French court to decide fate of Pissarro painting

Source: AFP Published: 2020/11/5 17:43:40

Avenue de l'Opera by Camille Pissarro in 1898 Photo: VCG



 A French court is to decide the fate of an impressionist painting by Camille Pissarro after the daughter of a man, from whom the Nazis stole it, challenged a US-French accord.

A lawyer for Leone-Noelle Meyer, 80, said she has asked that a 2016 agreement with the Foundation of the University of Oklahoma be overturned so that she can donate the impressionist painting La Bergère rentrant des moutons, or Shepherdess Bringing in Sheep, to the Musee D'Orsay in Paris.

The oil-on-canvas work was painted in 1886 and acquired in the 1930s by Meyer's adoptive father, Raoul Meyer, who ran the Paris department store Galeries Lafayette.

It was confiscated by Nazi forces in February 1941 and wound up in Switzerland at the end of World War II before being bought by Aaron and Clara Weitzenhoffer, who bequeathed it to the University of Oklahoma.

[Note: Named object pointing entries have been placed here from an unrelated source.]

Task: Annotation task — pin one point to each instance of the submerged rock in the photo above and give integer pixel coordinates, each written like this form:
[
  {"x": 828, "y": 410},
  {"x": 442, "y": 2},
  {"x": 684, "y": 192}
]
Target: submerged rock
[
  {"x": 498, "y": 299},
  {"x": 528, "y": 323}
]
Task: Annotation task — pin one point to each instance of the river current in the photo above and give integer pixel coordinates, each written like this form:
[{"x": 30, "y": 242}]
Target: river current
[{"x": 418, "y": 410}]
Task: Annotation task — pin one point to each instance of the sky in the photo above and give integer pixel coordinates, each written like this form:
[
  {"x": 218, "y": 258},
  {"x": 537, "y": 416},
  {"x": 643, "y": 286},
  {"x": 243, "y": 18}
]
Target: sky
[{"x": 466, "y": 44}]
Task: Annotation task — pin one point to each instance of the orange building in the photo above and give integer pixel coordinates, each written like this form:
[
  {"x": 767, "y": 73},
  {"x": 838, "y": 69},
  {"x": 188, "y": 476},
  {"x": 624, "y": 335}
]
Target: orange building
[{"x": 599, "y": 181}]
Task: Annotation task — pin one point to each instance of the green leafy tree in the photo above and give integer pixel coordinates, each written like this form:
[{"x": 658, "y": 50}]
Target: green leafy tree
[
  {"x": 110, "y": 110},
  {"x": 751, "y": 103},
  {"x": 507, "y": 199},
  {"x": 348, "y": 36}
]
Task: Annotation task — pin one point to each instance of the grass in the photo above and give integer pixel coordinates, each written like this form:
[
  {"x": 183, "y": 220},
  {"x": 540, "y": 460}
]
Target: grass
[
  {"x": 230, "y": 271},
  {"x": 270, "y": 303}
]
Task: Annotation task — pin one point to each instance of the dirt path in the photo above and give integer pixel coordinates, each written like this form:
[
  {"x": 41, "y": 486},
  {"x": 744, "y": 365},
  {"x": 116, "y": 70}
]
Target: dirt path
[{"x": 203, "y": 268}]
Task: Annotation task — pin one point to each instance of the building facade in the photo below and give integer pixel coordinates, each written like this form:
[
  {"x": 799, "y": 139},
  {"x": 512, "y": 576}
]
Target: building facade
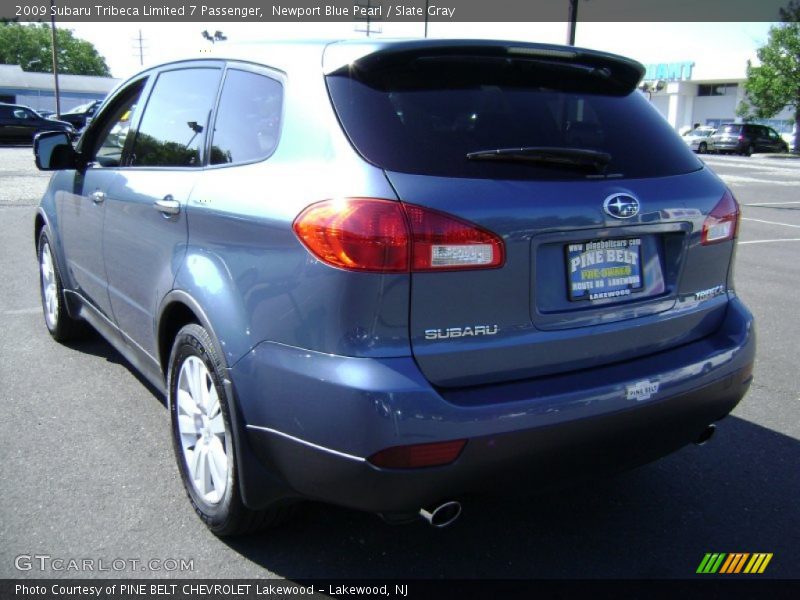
[{"x": 37, "y": 89}]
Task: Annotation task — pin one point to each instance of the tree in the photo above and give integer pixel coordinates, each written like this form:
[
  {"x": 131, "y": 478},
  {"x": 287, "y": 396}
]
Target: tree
[
  {"x": 30, "y": 47},
  {"x": 775, "y": 83}
]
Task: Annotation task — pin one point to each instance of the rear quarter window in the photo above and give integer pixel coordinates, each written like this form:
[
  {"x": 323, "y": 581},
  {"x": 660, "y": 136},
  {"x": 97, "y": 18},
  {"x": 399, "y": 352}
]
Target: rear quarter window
[
  {"x": 176, "y": 117},
  {"x": 248, "y": 118},
  {"x": 426, "y": 115}
]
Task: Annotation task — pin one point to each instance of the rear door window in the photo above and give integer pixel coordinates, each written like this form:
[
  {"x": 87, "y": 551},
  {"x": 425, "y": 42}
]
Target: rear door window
[
  {"x": 248, "y": 118},
  {"x": 177, "y": 115},
  {"x": 426, "y": 114},
  {"x": 730, "y": 129}
]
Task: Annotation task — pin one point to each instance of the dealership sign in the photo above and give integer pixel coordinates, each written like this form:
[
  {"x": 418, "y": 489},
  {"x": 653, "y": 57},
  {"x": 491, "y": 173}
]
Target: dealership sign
[{"x": 669, "y": 71}]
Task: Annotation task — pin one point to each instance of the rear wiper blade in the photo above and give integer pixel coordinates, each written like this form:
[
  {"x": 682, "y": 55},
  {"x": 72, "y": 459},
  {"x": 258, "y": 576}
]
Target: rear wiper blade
[{"x": 552, "y": 155}]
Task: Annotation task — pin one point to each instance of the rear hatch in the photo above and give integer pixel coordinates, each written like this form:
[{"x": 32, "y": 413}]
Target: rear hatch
[{"x": 551, "y": 149}]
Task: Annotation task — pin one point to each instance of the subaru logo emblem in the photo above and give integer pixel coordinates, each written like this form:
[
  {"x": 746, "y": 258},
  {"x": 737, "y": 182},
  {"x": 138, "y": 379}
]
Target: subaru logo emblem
[{"x": 621, "y": 206}]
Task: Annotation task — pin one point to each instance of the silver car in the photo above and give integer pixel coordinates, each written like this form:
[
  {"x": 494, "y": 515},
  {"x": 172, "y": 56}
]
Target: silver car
[{"x": 697, "y": 139}]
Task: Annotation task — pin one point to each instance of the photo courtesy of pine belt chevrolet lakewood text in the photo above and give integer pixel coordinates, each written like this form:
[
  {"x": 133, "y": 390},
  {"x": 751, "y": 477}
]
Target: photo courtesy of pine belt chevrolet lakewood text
[{"x": 385, "y": 275}]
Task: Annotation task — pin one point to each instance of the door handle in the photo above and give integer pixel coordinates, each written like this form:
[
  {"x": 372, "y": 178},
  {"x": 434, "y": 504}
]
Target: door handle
[{"x": 168, "y": 206}]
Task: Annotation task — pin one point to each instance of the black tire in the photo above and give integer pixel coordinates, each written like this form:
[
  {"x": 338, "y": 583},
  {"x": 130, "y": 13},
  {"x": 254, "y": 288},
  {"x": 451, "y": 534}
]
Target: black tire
[
  {"x": 59, "y": 323},
  {"x": 227, "y": 515}
]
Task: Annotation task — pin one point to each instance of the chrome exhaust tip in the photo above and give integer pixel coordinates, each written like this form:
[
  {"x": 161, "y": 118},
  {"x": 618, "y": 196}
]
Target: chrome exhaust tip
[
  {"x": 442, "y": 515},
  {"x": 706, "y": 436}
]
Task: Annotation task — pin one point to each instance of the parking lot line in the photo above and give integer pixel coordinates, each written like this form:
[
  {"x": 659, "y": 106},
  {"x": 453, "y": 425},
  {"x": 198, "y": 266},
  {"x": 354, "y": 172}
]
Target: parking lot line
[
  {"x": 770, "y": 241},
  {"x": 771, "y": 222}
]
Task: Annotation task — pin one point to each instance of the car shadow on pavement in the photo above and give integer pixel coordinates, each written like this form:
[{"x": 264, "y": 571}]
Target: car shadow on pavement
[{"x": 738, "y": 493}]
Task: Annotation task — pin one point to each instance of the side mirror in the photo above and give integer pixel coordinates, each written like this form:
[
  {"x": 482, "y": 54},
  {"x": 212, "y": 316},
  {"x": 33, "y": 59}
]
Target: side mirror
[{"x": 53, "y": 151}]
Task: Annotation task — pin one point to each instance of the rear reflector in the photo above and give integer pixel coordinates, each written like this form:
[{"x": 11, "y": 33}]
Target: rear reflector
[
  {"x": 722, "y": 222},
  {"x": 385, "y": 236},
  {"x": 418, "y": 455}
]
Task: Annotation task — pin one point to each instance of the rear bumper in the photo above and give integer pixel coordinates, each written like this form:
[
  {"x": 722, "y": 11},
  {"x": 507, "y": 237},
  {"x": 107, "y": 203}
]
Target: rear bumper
[
  {"x": 735, "y": 146},
  {"x": 313, "y": 419}
]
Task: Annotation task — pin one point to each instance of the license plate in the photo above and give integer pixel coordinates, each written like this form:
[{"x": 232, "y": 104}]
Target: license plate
[{"x": 602, "y": 269}]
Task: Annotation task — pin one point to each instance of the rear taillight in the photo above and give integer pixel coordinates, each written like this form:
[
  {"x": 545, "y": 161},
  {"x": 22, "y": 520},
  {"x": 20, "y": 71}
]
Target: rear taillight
[
  {"x": 418, "y": 455},
  {"x": 370, "y": 234},
  {"x": 722, "y": 222}
]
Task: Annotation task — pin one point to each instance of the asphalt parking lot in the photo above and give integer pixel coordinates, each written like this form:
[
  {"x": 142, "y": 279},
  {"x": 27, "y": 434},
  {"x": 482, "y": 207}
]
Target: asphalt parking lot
[{"x": 88, "y": 471}]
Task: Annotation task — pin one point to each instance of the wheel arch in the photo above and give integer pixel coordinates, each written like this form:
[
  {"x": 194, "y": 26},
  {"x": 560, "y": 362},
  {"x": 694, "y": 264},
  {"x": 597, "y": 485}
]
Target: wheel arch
[{"x": 178, "y": 309}]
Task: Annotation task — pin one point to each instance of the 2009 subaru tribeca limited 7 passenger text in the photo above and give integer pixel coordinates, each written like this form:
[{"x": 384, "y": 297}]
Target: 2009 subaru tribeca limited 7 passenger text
[{"x": 383, "y": 274}]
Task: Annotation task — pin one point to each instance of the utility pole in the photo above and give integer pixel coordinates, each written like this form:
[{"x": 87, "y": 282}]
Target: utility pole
[
  {"x": 55, "y": 57},
  {"x": 573, "y": 21}
]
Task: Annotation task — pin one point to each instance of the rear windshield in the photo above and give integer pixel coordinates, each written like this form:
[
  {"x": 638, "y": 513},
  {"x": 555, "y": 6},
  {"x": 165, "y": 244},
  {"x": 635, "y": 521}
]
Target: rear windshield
[{"x": 425, "y": 115}]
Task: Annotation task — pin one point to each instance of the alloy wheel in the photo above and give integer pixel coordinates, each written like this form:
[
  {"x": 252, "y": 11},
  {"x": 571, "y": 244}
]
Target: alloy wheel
[{"x": 201, "y": 425}]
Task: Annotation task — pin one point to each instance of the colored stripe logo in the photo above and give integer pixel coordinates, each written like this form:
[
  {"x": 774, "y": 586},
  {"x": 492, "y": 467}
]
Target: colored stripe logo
[{"x": 734, "y": 562}]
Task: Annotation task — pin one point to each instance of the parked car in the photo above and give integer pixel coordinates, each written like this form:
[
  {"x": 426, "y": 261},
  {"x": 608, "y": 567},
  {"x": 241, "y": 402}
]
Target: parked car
[
  {"x": 80, "y": 115},
  {"x": 745, "y": 139},
  {"x": 697, "y": 139},
  {"x": 18, "y": 124},
  {"x": 789, "y": 139},
  {"x": 375, "y": 274}
]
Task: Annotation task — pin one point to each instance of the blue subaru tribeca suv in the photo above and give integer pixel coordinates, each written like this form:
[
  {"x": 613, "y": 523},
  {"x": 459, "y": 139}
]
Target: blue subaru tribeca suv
[{"x": 385, "y": 274}]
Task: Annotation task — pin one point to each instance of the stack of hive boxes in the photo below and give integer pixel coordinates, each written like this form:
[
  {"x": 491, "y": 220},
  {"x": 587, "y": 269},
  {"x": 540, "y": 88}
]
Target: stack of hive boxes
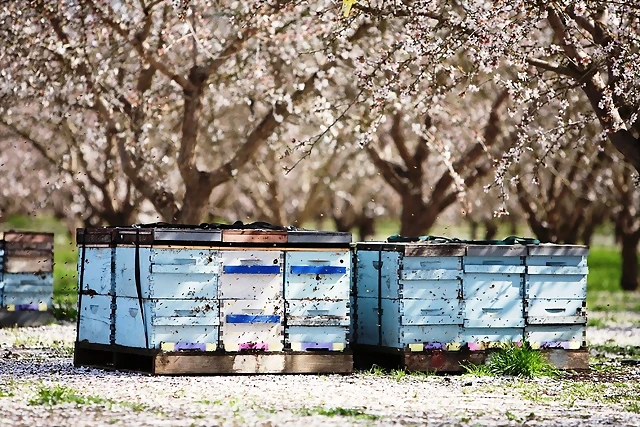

Leone-Noelle Meyer learned of its existence there almost 10 years ago, and launched proceedings to recover the painting.

An agreement was reached in February 2016 under which she became the owner, and after being displayed for five years in France, the work was to rotate for three-year period with the university's Fred Jones Jr museum of art.

But Meyer wants to give the painting to the Musee d'Orsay while she is still alive, and the museum has declined the gift because of the strings attached to it.

The painting is scheduled to return to the US on July 16, 2021.

"Mrs Meyer is fighting for the right to donate this painting to the Musee d'Orsay," Meyer's lawyer Ron Soffer told AFP.